Pevzner P A, Tang H
Department of Computer Science and Engineering, University of California at San Diego, La Jolla, CA 92093, USA.
Bioinformatics. 2001;17 Suppl 1:S225-33. doi: 10.1093/bioinformatics/17.suppl_1.s225.
For the last twenty years fragment assembly was dominated by the "overlap - layout - consensus" algorithms that are used in all currently available assembly tools. However, the limits of these algorithms are being tested in the era of genomic sequencing and it is not clear whether they are the best choice for large-scale assemblies. Although the "overlap - layout - consensus" approach proved to be useful in assembling clones, it faces difficulties in genomic assemblies: the existing algorithms make assembly errors even in bacterial genomes. We abandoned the "overlap - layout - consensus" approach in favour of a new Eulerian Superpath approach that outperforms the existing algorithms for genomic fragment assembly (Pevzner et al. 2001 InProceedings of the Fifth Annual International Conference on Computational Molecular Biology (RECOMB-01), 256-26). In this paper we describe our new EULER-DB algorithm that, similarly to the Celera assembler takes advantage of clone-end sequencing by using the double-barreled data. However, in contrast to the Celera assembler, EULER-DB does not mask repeats but uses them instead as a powerful tool for contig ordering. We also describe a new approach for the Copy Number Problem: "How many times a given repeat is present in the genome?". For long nearly-perfect repeats this question is notoriously difficult and some copies of such repeats may be "lost" in genomic assemblies. We describe our EULER-CN algorithm for the Copy Number Problem that proved to be successful in difficult sequencing projects.

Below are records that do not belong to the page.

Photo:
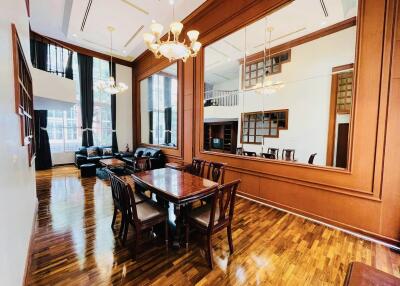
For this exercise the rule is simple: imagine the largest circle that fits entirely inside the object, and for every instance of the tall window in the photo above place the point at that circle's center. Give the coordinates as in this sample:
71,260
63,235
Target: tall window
102,129
63,127
158,99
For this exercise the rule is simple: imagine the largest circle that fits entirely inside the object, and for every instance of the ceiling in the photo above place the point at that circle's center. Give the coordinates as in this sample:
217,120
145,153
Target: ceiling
65,20
295,20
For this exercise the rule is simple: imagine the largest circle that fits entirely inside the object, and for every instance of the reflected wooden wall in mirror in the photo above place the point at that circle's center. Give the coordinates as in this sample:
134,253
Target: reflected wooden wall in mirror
159,108
284,86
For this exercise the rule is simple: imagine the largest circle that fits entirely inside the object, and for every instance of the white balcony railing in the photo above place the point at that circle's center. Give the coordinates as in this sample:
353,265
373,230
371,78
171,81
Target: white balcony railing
221,98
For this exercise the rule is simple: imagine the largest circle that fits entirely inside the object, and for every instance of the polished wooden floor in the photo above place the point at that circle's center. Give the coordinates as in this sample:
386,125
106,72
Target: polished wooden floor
74,245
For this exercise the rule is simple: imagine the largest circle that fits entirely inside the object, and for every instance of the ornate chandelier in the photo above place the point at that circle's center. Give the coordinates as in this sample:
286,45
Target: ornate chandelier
172,48
110,86
268,86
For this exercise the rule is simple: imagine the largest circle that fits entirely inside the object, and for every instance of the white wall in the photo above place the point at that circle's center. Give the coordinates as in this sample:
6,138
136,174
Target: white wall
52,86
307,79
124,108
17,179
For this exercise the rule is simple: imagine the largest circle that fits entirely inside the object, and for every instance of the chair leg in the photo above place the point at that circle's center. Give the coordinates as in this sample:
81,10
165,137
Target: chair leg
209,252
114,218
187,235
229,230
122,226
166,233
126,228
138,237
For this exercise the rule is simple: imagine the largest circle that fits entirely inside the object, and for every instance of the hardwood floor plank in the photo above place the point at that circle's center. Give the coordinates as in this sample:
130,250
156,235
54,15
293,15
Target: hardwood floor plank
74,245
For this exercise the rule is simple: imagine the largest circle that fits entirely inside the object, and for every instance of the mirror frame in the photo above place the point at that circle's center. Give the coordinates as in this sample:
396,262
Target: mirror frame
347,23
363,178
177,151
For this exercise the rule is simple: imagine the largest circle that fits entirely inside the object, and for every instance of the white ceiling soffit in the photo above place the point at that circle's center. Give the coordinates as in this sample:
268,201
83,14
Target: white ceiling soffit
306,16
84,22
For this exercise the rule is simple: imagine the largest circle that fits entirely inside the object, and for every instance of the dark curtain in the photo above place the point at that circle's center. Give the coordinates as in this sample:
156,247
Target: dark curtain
39,54
85,64
113,112
68,68
167,109
150,108
43,155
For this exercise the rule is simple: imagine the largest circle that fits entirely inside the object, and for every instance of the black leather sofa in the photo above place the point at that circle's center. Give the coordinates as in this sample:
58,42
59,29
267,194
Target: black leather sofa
156,156
81,156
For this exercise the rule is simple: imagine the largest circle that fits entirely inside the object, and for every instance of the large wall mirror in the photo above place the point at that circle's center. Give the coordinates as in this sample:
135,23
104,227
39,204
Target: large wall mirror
159,108
282,87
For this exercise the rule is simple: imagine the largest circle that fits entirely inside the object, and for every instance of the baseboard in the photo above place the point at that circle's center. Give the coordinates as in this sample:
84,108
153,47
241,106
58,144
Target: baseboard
385,241
28,259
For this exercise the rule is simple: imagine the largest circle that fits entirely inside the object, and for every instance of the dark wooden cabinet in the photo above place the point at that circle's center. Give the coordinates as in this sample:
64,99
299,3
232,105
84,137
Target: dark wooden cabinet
221,136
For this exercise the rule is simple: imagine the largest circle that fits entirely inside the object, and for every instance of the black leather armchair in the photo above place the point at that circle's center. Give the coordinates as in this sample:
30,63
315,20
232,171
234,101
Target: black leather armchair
81,156
156,156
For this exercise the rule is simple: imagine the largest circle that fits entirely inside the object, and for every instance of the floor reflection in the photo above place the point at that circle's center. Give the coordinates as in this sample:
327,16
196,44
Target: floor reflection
74,245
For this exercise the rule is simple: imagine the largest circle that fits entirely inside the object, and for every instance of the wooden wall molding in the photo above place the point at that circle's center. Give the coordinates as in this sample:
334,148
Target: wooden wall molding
363,198
81,50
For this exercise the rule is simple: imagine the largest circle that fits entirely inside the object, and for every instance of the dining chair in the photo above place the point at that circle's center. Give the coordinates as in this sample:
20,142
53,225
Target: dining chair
116,192
141,216
311,159
216,172
214,217
268,155
288,154
197,167
142,164
250,153
274,151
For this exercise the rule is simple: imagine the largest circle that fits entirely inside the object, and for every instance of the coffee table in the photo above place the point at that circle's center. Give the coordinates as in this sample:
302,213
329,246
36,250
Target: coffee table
112,163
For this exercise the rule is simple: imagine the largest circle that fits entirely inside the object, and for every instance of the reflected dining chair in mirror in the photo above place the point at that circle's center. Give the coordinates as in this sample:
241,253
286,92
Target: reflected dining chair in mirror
142,164
274,151
288,154
214,217
268,155
311,159
117,186
250,153
141,216
197,167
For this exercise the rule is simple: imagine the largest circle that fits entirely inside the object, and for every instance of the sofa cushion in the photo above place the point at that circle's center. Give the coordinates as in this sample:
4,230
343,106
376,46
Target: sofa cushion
93,158
92,152
107,151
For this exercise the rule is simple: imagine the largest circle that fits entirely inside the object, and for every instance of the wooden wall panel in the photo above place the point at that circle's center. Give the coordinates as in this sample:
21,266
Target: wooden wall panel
365,198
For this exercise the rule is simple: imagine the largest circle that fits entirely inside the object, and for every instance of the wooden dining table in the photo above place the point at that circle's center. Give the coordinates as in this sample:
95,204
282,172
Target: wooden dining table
177,187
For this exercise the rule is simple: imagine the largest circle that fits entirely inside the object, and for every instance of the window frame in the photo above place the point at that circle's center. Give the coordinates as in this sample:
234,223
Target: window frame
263,114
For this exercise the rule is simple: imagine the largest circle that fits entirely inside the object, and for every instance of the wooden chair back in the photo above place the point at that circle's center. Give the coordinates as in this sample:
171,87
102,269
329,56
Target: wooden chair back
142,164
274,151
268,155
288,154
250,153
216,172
311,159
129,204
223,200
197,167
117,186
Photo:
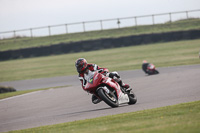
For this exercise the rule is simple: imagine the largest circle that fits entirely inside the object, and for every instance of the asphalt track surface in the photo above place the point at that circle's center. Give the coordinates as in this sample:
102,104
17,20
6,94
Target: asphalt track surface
173,85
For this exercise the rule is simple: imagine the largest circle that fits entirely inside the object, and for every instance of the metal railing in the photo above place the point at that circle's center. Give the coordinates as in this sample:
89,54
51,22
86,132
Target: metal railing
101,24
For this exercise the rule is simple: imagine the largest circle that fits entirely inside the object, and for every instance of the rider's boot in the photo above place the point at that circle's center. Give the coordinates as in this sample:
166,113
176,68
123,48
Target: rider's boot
95,99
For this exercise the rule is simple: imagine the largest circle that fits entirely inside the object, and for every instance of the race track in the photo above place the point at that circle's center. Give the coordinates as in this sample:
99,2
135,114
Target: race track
172,86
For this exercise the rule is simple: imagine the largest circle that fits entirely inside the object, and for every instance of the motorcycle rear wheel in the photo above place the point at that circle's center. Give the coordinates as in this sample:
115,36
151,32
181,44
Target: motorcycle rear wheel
132,98
108,98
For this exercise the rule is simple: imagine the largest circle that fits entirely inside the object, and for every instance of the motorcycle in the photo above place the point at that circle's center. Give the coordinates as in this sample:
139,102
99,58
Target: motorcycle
108,90
150,70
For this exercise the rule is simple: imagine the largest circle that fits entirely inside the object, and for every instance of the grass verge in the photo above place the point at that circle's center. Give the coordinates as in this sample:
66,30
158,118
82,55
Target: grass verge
183,118
116,59
27,42
11,94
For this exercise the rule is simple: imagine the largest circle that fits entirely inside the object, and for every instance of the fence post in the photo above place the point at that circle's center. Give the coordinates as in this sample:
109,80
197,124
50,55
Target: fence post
187,14
66,28
170,17
31,33
118,22
101,24
49,30
153,19
135,21
83,26
14,34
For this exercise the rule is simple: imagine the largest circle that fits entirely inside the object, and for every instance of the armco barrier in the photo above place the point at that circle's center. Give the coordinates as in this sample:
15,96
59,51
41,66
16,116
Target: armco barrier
99,44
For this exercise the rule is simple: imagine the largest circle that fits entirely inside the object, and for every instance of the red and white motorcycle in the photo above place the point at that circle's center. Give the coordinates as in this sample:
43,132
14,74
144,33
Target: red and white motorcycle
149,68
108,90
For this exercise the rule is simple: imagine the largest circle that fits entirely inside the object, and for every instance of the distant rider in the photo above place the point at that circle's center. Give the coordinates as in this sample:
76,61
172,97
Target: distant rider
85,70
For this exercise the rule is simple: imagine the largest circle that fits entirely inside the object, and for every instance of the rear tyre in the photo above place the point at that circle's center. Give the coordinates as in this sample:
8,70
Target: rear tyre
156,72
132,97
109,98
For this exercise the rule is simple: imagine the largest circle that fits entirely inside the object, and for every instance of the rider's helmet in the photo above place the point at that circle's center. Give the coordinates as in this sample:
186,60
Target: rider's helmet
144,61
81,65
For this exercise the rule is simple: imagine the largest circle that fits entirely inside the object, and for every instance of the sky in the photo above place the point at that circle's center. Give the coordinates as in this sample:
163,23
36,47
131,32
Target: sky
24,14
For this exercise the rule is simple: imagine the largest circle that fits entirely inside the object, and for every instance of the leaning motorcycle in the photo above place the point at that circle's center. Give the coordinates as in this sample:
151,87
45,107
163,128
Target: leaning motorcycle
108,90
151,69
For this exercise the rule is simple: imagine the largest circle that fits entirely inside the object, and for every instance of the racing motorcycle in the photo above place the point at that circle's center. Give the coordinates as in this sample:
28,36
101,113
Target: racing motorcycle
150,69
108,90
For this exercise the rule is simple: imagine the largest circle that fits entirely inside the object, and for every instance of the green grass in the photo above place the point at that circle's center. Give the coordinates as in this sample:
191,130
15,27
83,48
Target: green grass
116,59
11,94
182,118
27,42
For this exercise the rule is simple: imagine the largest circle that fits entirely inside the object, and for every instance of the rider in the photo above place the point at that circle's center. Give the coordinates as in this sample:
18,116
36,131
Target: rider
83,68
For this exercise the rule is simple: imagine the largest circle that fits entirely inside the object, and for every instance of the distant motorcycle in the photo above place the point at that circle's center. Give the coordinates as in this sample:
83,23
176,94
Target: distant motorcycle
149,68
108,90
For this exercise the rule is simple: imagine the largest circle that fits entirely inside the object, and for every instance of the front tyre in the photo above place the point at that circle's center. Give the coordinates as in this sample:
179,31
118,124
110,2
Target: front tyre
109,98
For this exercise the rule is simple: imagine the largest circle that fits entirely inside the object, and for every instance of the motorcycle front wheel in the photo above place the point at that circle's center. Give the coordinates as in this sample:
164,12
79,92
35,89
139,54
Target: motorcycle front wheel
109,98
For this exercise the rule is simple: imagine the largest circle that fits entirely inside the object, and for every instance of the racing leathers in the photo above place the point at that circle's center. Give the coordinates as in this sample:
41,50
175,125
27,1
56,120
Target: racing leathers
83,77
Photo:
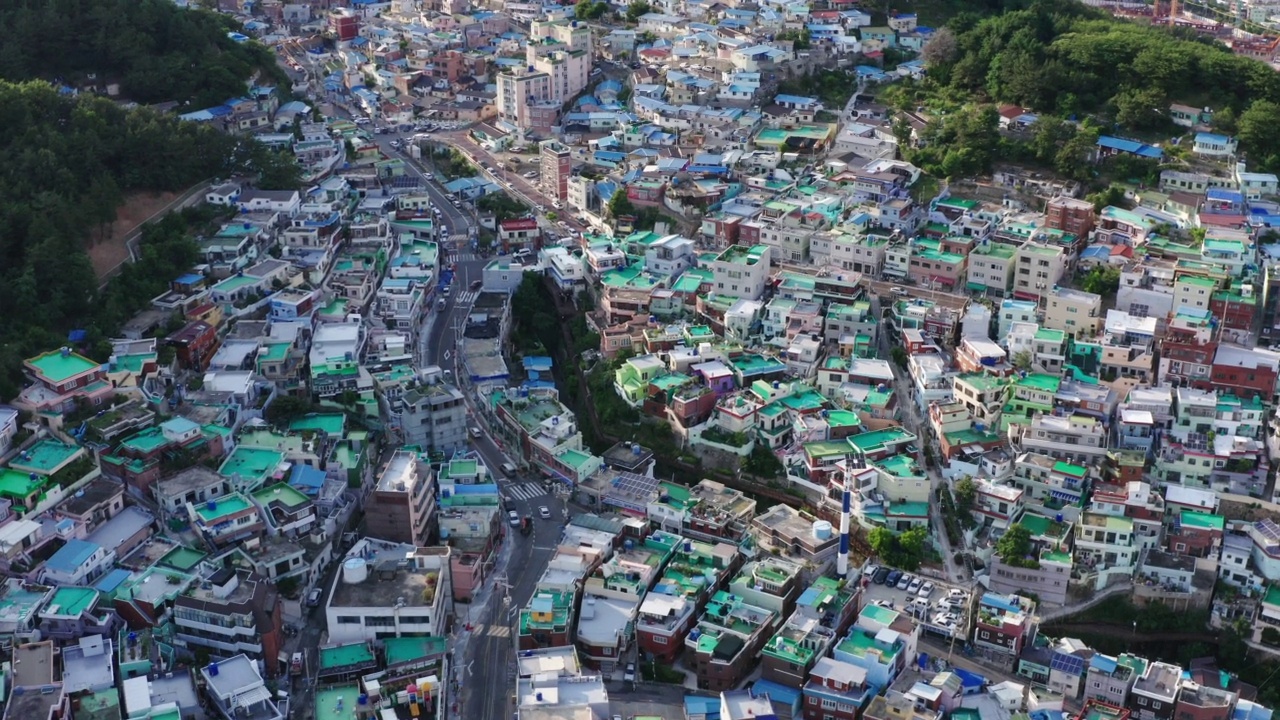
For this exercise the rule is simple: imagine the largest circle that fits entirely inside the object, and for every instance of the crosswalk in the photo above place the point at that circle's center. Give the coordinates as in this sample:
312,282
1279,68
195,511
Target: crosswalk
528,492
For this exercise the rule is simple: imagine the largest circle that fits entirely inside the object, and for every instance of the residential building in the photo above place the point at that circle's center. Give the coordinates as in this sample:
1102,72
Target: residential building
402,505
389,591
231,613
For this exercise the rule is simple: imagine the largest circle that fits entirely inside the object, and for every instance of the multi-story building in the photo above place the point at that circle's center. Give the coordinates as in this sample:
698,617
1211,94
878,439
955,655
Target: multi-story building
402,505
557,165
434,417
1005,624
1037,268
696,570
726,641
1155,692
1073,438
389,591
60,379
991,268
1110,679
1073,311
740,272
836,691
231,613
1070,215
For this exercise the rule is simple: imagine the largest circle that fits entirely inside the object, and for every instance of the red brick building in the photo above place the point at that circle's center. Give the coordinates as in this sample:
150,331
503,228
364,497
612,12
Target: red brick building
1072,215
1244,372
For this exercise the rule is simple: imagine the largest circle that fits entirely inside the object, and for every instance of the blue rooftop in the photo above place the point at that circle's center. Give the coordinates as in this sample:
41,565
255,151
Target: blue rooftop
71,556
1132,146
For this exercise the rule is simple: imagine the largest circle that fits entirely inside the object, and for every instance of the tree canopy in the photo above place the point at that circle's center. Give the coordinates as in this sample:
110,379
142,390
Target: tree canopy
1069,59
154,49
71,162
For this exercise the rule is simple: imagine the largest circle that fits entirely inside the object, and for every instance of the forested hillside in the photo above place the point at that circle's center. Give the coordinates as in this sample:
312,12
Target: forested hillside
1068,59
68,165
156,50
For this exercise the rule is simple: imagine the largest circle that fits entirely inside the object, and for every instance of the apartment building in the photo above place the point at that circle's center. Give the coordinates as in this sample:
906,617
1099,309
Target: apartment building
1074,311
741,272
726,641
1037,268
231,613
402,505
389,589
1155,692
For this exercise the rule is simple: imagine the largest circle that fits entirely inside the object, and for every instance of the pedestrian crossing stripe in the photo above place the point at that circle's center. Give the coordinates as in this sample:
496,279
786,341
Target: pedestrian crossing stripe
528,491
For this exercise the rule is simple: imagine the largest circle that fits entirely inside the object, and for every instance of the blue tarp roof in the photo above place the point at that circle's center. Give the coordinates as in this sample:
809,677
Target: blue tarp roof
112,580
777,692
1132,146
72,555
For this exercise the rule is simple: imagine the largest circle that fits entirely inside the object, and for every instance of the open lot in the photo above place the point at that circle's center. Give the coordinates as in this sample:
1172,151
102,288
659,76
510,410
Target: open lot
909,601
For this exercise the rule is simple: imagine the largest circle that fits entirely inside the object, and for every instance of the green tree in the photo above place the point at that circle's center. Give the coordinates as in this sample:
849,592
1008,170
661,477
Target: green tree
763,463
1257,133
1102,279
636,9
1015,546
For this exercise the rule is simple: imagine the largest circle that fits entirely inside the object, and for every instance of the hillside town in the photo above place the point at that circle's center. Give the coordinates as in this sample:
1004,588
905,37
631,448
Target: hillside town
594,373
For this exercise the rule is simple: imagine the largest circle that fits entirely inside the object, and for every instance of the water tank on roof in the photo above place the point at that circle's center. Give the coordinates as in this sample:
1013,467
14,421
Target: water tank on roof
355,570
821,531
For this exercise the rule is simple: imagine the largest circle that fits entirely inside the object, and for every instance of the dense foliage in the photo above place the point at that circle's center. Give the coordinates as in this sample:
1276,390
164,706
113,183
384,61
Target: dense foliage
1074,62
156,50
69,164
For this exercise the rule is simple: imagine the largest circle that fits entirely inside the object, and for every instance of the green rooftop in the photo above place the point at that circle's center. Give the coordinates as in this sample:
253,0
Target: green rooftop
401,651
344,656
56,368
213,511
182,559
251,463
328,423
72,601
282,492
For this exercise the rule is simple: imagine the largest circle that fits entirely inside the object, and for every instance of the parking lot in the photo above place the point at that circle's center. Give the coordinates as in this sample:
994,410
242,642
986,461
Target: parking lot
937,606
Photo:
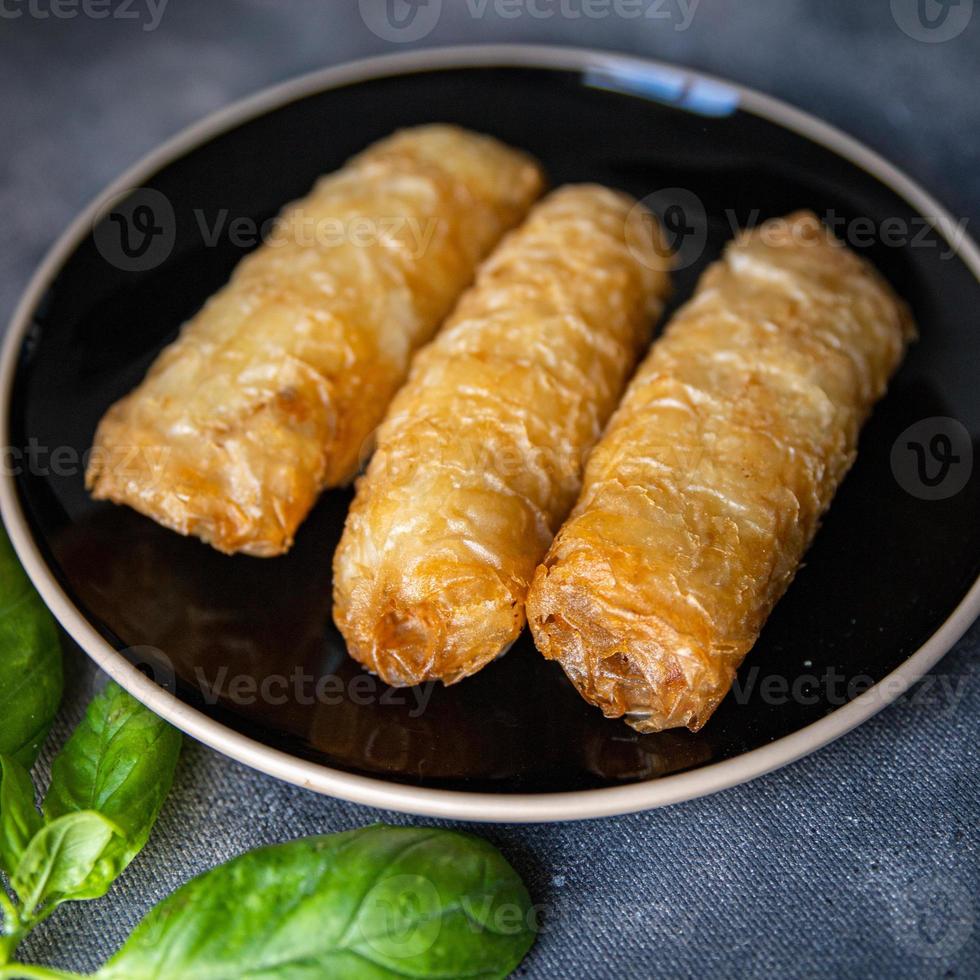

在过去的二十年里,片段组装一直由“重叠-布局-共识”算法主导,所有当前可用的组装工具都使用这种算法。然而,在基因组测序时代,这些算法的局限性正在受到考验,而且它们是否是大规模组装的最佳选择尚不清楚。尽管“重叠-布局-共识”方法在克隆组装中被证明是有用的,但它在基因组组装中面临困难:现有的算法即使在细菌基因组组装中也会产生错误。我们放弃了“重叠-布局-共识”方法,转而采用一种新的欧拉超级路径方法,该方法在基因组片段组装方面优于现有算法(佩夫兹纳等人,2001年,《第五届计算分子生物学年度国际会议论文集》(RECOMB-01),第256-26页)。在本文中,我们描述了我们的新EULER-DB算法,与Celera组装器类似,该算法通过使用双管数据利用克隆末端测序。然而,与Celera组装器不同的是,EULER-DB不屏蔽重复序列,而是将它们用作重叠群排序的强大工具。我们还描述了一种解决拷贝数问题的新方法:“基因组中给定的重复序列出现了多少次?”。对于长的近乎完美的重复序列,这个问题非常困难,而且这种重复序列的一些拷贝可能会在基因组组装中“丢失”。我们描述了我们用于拷贝数问题的EULER-CN算法,该算法在困难的测序项目中被证明是成功的。